黒いシンプルなドレス(!!)で登場した愛葉姉さん。
最初に歌いだした瞬間にびっくり!
雰囲気が、去年の秋にMINAMI WHEELで観た時と全然違っていたのだ。
それは、以前とは全く違う方向で、比較にならない程”声が穏やか”ということで。 無理のない歌と音が鳴っていて、ライブを観ているという高揚感と共に、ゆったりと日常的な平常感でいっぱいになった。
「ギターを鳴らして歌う、ということがこんなにも自然にできる人が他いるだろか?」 と言っても過言ではないと思う。
鳴らされる音々は日常を逸脱せずに、すんなりと入ってきて、とても耳障りがいいし、それでいて、何かを強烈に、しかし極めて控えめに、体内に残していく。

時に思い切りパンキッシュな爆音をぶちまけて、踊り振り乱しまくり。
本編最後の「cherry」なんかは、後半からぐんぐん音もテンションもヤバくなっていって、観ているこっちまでが発狂してしまいそうなぐらい。
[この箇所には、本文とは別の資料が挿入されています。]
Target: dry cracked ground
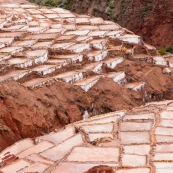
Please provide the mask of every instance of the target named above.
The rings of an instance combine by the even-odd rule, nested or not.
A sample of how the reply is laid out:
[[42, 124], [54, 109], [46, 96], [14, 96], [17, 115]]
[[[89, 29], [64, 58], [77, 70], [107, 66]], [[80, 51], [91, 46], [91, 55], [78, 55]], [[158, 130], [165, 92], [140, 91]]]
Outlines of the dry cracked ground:
[[114, 22], [0, 4], [0, 150], [27, 138], [0, 171], [165, 173], [173, 101], [157, 101], [173, 99], [172, 72], [171, 54]]

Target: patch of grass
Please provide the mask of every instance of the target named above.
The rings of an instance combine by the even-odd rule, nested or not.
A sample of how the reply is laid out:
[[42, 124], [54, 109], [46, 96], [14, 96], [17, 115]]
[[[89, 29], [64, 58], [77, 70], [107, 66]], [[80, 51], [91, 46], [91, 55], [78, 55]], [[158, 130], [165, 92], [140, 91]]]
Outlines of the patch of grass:
[[173, 54], [173, 46], [169, 46], [165, 49], [161, 49], [158, 51], [160, 53], [160, 55], [166, 55], [168, 53], [172, 53]]
[[159, 50], [159, 54], [163, 56], [163, 55], [166, 55], [167, 52], [165, 49], [161, 49], [161, 50]]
というか、「ちょっと!かっこよすぎるやろ!!」って、頭の中が真っ白。
さらに、バックのdownyにメンバーによる演奏も、抜群に鋭くて、圧倒の連続。
でも、そんな非日常な緊張感が炸裂しても、どこかとても余裕があったのも確か。 それは、何か大きな手でつつまれているような安心感や、日々の感覚の延長にあるものがちゃんと存在している感じ。

「個人的に、この人のことをすごくカッコよいと思っている。」
鬱病やパーキンソン病と共生しながら、育児をし、音楽を続け、”中途半端な大人の夢はどこにあるんだろう。どうか晴れないで。”
というエッセイの一節を読んだ時は、本当に泣きそうになった。
新曲で”永遠ってはじける泡みたい”って歌った姿と、「baby beautiful」でこっそり”愛してる”って言った姿と、狂乱の中、”FUCK”って叫んだ姿。
それは、すべて日暮愛葉と言う人の必然で、非現実でも無理に熱狂に引き込むものでもない。 今、ここに生きているという生活がしっかりと感じれるものだった。 とてもまっとうで、ちょっと悪態で、すんごいキュート、そして憧れ。